The extracted mineral is washed, crushed, classified and separated from the quartz. If the quartz penetrates too deeply into the ore, or the iron, zinc, or lead content is abnormally high, then the froth flotation process is used.. The product is a 98% (by mass) pure barite; the purity must not be less than 95%, with a minimum content of iron and silicon dioxide. It is then reduced with carbon to barium sulphide:
- BaSO4 + 2 C → BaS + 2 CO2
Water-soluble barium sulfide is the starting point for other compounds: treatment of BaS with oxygen produces the sulfate, with nitric acid the nitrate, with aqueous carbon dioxide the carbonate, and so on. Nitrate it can be thermally decomposed to produce the oxide. The metallic barium is produced by reduction with aluminum at 1100 °C. The intermetallic compound BaAl4 is produced first:
- 3 BaO + 14 Al → 3 BaAl4 + Al2O3
BaAl4 is an intermediate product that reacts with barium oxide to produce the metal. Note that not all of the barium is reduced.
- 8 BaO + BaAl4 → Ba↓ + 7 BaAl2O4
The remaining barium oxide reacts with the aluminum oxide formed:
- BaO + Al2O3 → BaAl2O4
and the general reaction is
- 4 BaO + 2 Al → 3 Ba↓ + BaAl2O4
Barium vapor is condensed and packed into molds under an argon atmosphere. This method is used commercially and produces ultrapure barium. { {rp|3}} Commonly sold barium is approximately 99% pure. %, with the main impurities being strontium and calcium (up to 0.8% and 0.25%) and other contaminants contributing less than 0.1%.
A similar reaction with silicon at 1,200 degrees Celsius (2,192.0 °F) produces barium and barium metasilicate. Electrolysis is not used because barium dissolves easily in molten halides and the product is quite impure.
Like a precious stone
The mineral of barium, benitoite (barium titanium silicate), occurs as a very rare blue fluorescent gemstone and is the official state gem of California.
Barium in seawater
Barium exists in seawater as the Ba2+ ion with an average oceanic concentration of 109 nmol/kg.
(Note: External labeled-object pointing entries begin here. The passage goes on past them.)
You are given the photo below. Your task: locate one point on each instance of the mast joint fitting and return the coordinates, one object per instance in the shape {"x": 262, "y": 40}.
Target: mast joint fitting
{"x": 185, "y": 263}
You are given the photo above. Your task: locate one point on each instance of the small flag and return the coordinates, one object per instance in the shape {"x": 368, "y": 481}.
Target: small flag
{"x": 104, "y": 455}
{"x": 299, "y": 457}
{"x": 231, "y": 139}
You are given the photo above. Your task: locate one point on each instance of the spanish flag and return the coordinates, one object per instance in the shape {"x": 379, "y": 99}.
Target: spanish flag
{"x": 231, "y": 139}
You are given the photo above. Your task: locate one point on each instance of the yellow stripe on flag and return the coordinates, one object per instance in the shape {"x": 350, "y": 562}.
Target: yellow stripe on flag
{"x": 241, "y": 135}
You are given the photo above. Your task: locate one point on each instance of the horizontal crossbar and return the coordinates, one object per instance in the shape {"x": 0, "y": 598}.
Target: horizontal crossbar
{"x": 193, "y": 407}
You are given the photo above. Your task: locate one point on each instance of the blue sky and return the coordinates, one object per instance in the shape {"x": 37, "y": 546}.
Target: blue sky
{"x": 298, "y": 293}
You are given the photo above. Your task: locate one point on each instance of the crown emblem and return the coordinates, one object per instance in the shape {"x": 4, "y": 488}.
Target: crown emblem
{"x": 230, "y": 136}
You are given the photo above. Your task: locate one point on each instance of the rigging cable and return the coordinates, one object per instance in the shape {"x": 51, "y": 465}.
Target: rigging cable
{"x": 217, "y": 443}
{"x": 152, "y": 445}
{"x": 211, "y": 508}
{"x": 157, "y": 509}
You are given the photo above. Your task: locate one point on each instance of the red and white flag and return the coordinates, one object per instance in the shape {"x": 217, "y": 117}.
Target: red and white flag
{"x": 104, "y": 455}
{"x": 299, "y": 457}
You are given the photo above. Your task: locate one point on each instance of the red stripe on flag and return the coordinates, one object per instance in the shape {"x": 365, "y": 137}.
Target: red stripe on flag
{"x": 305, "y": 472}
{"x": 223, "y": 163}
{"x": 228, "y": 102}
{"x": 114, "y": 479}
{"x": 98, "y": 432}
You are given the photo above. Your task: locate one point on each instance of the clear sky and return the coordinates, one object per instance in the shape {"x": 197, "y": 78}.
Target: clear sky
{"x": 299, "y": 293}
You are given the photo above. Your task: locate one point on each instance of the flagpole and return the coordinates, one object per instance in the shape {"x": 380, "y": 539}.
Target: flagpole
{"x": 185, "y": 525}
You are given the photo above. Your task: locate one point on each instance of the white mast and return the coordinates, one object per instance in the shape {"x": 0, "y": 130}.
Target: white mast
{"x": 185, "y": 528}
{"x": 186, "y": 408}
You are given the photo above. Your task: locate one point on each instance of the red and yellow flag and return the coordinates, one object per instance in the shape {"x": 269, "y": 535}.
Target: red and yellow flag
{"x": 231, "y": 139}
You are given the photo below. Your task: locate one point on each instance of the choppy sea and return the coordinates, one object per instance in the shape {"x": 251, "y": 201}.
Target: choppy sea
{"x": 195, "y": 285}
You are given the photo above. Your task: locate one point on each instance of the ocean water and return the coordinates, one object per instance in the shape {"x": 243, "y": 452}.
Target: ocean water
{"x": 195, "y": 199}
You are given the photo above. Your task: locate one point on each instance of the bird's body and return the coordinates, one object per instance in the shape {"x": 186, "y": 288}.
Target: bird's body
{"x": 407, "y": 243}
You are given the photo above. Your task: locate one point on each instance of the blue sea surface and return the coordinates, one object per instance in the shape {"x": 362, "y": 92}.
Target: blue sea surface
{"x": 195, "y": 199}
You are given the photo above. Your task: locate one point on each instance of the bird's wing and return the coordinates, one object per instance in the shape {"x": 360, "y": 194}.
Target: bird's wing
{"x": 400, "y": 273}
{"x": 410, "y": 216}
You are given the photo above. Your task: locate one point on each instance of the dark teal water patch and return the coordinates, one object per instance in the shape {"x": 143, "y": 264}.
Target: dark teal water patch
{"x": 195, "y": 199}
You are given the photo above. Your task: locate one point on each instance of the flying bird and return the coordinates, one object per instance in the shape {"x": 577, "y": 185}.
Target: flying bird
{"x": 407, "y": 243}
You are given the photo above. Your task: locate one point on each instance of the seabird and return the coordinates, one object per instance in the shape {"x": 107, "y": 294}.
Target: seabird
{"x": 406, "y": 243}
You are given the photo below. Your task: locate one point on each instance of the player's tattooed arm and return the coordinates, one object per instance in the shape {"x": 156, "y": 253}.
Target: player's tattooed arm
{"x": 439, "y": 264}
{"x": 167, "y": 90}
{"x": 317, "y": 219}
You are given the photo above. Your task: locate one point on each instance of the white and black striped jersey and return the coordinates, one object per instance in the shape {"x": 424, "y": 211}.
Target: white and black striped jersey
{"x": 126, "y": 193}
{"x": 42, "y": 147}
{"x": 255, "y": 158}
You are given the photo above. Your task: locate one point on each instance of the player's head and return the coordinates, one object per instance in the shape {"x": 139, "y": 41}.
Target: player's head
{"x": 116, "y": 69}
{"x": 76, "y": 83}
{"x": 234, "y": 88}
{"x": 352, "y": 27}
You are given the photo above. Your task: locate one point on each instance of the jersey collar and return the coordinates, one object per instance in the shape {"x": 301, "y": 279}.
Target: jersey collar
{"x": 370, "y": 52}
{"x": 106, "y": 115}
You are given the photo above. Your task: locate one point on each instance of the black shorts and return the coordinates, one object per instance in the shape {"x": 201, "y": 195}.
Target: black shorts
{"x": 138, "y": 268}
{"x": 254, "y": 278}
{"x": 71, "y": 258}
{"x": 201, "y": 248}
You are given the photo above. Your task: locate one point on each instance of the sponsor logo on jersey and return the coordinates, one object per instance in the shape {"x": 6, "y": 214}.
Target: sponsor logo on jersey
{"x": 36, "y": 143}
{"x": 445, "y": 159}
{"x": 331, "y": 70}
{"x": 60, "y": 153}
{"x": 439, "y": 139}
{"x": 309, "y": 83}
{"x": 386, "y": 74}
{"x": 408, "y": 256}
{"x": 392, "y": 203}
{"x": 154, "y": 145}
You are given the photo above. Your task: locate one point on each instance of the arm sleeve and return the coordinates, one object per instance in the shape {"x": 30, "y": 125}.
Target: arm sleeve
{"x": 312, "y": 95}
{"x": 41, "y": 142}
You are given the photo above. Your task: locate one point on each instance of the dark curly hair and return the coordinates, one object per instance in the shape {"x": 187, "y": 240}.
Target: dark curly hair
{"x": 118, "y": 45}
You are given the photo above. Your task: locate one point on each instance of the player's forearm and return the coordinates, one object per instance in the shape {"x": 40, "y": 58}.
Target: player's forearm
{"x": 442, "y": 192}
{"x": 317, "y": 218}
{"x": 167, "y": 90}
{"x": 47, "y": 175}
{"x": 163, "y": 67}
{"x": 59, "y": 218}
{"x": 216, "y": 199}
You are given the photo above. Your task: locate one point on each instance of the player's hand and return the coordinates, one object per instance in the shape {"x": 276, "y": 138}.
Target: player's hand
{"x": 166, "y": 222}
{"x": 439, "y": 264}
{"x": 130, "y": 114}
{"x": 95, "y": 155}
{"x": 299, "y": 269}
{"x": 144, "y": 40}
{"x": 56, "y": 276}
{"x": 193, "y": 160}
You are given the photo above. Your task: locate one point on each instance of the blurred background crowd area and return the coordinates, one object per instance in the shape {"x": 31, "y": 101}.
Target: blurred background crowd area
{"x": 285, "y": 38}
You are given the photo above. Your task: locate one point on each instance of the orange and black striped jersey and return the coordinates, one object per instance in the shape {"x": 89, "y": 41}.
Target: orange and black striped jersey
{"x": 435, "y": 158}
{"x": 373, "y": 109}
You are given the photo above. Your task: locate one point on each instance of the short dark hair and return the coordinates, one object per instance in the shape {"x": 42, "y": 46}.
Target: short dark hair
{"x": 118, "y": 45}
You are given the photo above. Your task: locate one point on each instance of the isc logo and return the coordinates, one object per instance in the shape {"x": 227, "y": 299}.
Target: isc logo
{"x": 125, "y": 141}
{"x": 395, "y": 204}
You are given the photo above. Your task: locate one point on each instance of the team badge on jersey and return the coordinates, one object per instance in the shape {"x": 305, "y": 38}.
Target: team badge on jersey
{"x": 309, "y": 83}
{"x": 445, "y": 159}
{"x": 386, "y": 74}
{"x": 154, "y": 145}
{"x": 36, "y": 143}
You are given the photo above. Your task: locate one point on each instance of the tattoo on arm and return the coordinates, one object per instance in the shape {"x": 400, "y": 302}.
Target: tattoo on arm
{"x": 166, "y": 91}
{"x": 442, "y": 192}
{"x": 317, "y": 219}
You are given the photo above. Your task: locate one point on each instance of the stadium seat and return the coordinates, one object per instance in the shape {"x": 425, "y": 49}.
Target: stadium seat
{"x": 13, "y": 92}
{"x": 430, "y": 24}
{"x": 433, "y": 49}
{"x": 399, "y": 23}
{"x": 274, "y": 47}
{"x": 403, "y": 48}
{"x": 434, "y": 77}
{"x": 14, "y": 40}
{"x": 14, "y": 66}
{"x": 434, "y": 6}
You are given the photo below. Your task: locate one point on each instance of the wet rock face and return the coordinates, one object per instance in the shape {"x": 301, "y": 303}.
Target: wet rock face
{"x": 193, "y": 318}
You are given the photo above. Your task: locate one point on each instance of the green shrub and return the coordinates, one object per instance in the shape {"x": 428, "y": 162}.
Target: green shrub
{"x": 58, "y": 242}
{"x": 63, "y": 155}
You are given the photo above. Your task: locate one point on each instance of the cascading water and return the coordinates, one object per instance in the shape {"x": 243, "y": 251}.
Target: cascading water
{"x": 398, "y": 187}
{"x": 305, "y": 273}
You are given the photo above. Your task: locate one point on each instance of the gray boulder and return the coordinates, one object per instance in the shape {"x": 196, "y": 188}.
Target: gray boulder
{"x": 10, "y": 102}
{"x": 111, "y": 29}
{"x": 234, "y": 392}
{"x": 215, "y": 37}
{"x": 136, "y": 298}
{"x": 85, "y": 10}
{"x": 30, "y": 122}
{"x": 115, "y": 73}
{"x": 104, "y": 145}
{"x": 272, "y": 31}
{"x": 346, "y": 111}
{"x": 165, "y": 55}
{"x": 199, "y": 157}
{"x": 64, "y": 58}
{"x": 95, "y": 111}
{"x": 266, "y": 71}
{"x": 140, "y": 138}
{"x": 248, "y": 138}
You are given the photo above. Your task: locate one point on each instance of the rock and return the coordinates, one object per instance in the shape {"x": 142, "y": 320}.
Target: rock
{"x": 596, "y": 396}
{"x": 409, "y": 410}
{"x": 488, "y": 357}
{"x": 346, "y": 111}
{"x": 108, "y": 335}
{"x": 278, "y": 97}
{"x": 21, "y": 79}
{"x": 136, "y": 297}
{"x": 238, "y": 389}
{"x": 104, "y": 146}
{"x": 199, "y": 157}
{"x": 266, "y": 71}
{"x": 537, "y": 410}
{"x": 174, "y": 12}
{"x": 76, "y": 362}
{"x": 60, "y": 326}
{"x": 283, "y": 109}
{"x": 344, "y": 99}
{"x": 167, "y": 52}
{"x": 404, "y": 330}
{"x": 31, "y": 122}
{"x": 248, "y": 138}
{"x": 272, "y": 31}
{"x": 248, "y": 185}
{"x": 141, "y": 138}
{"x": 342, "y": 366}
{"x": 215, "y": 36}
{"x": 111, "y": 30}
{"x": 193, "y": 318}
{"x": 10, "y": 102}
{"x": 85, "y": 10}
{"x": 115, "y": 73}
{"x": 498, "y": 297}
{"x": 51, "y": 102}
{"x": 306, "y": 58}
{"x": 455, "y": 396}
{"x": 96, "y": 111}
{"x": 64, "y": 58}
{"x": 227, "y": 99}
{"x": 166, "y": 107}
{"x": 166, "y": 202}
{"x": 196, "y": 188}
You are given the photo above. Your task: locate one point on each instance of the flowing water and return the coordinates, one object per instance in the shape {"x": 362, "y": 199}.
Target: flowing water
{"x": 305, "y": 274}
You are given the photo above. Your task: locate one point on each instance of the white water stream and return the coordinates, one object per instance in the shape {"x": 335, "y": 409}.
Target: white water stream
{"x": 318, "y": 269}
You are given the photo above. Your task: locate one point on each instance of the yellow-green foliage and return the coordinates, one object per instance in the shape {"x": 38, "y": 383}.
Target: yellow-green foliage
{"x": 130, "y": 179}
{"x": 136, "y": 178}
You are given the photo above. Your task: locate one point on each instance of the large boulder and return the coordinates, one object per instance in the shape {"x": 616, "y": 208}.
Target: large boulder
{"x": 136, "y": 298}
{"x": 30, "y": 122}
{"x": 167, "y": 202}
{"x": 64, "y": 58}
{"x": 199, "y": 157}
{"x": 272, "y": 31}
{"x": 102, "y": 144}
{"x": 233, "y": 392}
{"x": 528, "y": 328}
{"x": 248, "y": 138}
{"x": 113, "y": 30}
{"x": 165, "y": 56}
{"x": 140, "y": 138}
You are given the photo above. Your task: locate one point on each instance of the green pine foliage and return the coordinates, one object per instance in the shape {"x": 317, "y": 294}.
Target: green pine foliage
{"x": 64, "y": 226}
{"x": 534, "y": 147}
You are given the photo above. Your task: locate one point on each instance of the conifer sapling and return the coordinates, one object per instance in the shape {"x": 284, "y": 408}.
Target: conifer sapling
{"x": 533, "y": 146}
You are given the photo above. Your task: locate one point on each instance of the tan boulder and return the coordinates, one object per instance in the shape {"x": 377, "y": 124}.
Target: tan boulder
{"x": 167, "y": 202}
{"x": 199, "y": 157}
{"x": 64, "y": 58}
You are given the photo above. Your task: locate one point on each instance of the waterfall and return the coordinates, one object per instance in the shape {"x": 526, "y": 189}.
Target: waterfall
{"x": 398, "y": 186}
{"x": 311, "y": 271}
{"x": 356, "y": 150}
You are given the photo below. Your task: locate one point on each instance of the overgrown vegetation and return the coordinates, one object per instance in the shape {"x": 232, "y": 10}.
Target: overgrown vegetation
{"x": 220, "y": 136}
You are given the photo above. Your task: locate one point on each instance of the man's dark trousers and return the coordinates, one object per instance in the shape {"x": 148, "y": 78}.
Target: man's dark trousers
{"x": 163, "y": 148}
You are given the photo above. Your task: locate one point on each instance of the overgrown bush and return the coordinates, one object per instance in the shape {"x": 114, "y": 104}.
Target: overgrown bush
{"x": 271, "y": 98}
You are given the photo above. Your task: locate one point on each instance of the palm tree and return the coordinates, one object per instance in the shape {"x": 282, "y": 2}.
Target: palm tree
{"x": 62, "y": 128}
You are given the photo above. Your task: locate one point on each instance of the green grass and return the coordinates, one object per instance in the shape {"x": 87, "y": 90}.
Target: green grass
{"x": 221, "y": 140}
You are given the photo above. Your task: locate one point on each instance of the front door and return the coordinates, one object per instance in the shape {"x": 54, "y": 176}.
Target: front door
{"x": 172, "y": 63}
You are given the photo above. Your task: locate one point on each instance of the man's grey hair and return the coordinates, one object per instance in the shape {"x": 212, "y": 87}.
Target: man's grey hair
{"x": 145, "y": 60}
Barium also exists in the ocean as BaSO4, or barite. Barium has a profile similar to that of a nutrient with a residence time of 10,000 years.
Barium shows a relatively constant concentration in upper-ocean seawater, except for regions of high river inflow and regions with strong upwelling. There is little depletion of barium concentrations in the ocean isotopic values of barium show basin-scale equilibria rather than local or short-term processes.